The US Commerce Department finally released its report on investigations into steel and aluminum imports on Friday, recommending wide-ranging tariffs and quotas on products coming into the United States.
It will be up to President Trump what he wants to do with the recommendations, though he has publicly indicated he sides with Commerce Secretary Wilbur Ross on the issue of trade restrictions. Cabinet members including Gary Cohn, Steven Mnuchin, Rex Tillerson and James Mattis are reportedly opposed to using the Section 232 law, cited by the report, to impose tariffs on national security grounds.
Recommendations of the Steel Report:
Secretary Ross has recommended to the President that he consider the following alternative remedies to address the problem of steel imports:
- A global tariff of at least 24% on all steel imports from all countries, or
- A tariff of at least 53% on all steel imports from 12 countries (Brazil, China, Costa Rica, Egypt, India, Malaysia, Republic of Korea, Russia, South Africa, Thailand, Turkey and Vietnam) with a quota by-product on steel imports from all other countries equal to 100% of their 2017 exports to the United States, or
- A quota on all steel products from all countries equal to 63% of each country’s 2017 exports to the United States.
Each of these remedies is intended to increase domestic steel production from its present 73% of capacity to approximately an 80% operating rate, the minimum rate needed for the long-term viability of the industry.
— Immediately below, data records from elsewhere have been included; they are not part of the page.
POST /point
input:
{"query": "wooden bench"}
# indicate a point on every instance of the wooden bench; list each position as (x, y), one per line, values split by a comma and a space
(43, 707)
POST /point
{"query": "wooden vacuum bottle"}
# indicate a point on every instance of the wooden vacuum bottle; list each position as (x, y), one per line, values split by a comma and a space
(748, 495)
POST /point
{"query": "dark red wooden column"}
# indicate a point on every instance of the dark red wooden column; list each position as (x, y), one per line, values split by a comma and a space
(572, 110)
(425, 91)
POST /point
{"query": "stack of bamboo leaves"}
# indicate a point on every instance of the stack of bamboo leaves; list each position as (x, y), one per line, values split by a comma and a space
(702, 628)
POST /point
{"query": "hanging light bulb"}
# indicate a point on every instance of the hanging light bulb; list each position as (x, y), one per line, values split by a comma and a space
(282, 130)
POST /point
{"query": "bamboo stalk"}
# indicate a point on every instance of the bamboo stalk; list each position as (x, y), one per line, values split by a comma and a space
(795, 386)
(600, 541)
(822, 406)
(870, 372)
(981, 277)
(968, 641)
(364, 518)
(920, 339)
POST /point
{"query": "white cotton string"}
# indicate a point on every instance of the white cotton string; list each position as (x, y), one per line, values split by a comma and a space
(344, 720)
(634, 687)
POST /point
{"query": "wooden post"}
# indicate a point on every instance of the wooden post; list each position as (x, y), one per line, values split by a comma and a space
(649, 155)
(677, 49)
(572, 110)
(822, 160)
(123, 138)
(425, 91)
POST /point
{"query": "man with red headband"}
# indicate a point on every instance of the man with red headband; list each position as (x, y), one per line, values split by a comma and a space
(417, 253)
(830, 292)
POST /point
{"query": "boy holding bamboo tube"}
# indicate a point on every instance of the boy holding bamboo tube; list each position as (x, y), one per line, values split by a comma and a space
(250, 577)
Each remedy applies measures to all countries and all steel products to prevent circumvention.
The recommendations regarding aluminum advocated similarly severe actions:
- A tariff of at least 7.7% on all aluminum exports from all countries, or
- A tariff of 23.6% on all products from China, Hong Kong, Russia, Venezuela and Vietnam. All the other countries would be subject to quotas equal to 100% of their 2017 exports to the United States, or
- A quota on all imports from all countries equal to a maximum of 86.7% of their 2017 exports to the United States.
Washington DC-based news website AXIOS captured the concern of one former senior government trade official:
“[T]he opening shot in a trade war… a declaration of war against the world on aluminum and steel… These are some of our closest treaty allies… These are some serious numbers.”
Another unnamed “trade expert,” chose even more alarmist words:
“This would be beyond a trade war. You’re talking about blowing up the WTO.”
China’s Commerce Ministry has urged the US to exercise restraint in using trade protection tools and respect the rules of multilateral trade.
“If the final US decision affects China’s interests, China must take necessary measures to protect its own reasonable interests,” the ministry told Reuters, without giving details.